The noise, that was normal. The crowd, the press, the Christmas jumpers, and plastic mistletoe draped over their heads, all that was expected. The all-but toothless man standing next to the bar with a microphone in his hand, belting out White Christmas in a voice that wobbled alarmingly from note to note. Well, Tom was here with Nina, and Nina was in her Elvis gear. So that was pretty much par for the course.
But the clientele was different.
Tom stopped, brought up short by the mass of people, and looked around. As far as he could see, there were just two rooms with the bar running between them, each room containing three small tables, a little space for standing, and not much else. There was room for twenty people to drink here in comfort, thirty at a pinch.
There had to be fifty of them sitting and standing around, and as far as Tom could tell, the youngest was probably seventy.
“Where the hell have you brought me?” he asked, as she steered him towards a gap that had appeared in a corner.
“The Miner’s Yard,” she replied. “I told you about this place.”
“You said it was full of miners.”
“What did you expect? The mine shut down before you were born, Tom. These people haven’t been underground since Do They Know It’s Christmas was in the charts. Wait here.”
Nina forced herself towards the bar, and Tom found himself squashed up against the wall as a large woman with dyed orange hair pushed past. “J20,” he shouted after his friend, but there was no way she could hear him.
He’d told her he wasn’t drinking. He’d be heading over to Harriett’s later, his first time at her house. He didn’t want to turn up in a taxi slurring his words and barely able to stand, which tended to happen when he went out with Nina and didn’t specify no alcohol. So, he’d specified no alcohol. She’d told him he was no fun anymore, that he’d forgotten his friends now he had a girlfriend. He’d reminded her that he’d agreed to go to the pub, so that couldn’t be true. But that he wouldn’t be drinking.
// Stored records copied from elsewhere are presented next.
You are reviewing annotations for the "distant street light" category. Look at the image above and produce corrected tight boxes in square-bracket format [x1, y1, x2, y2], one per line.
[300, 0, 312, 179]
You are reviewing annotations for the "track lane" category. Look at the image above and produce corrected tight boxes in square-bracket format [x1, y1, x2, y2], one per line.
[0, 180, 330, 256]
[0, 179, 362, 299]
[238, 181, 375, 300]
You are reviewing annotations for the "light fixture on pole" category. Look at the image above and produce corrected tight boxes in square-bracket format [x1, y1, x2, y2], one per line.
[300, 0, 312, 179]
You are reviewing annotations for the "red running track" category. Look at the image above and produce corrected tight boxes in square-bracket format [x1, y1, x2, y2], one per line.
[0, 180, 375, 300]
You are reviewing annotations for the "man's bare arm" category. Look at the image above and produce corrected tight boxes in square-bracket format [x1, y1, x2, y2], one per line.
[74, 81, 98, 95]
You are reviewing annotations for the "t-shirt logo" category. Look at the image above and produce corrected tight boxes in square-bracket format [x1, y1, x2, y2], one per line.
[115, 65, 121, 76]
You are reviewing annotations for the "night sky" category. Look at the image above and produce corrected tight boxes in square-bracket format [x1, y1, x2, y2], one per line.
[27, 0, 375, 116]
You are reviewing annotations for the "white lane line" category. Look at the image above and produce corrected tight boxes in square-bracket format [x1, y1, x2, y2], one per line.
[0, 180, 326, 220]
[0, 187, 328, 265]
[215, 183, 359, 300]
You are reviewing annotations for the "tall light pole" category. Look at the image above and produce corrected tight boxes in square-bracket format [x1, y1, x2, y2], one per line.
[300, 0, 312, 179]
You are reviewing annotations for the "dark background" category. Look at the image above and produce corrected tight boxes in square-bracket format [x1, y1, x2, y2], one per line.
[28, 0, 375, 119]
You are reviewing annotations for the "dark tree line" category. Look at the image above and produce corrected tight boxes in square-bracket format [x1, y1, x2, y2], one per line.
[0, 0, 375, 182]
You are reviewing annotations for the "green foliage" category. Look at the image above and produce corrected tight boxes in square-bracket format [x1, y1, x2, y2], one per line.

He hoped she’d remembered.
The woman who’d pushed past him was having a shouted conversation with a bald man near the door – shouting was the only way you could be heard. “You can’t trust people who don’t smoke,” she said, then disappeared outside into the rain, the man close behind. By the bar, Nina waited while a grey-haired gent in a crumpled yellow shirt had a heated debate with the barmaid.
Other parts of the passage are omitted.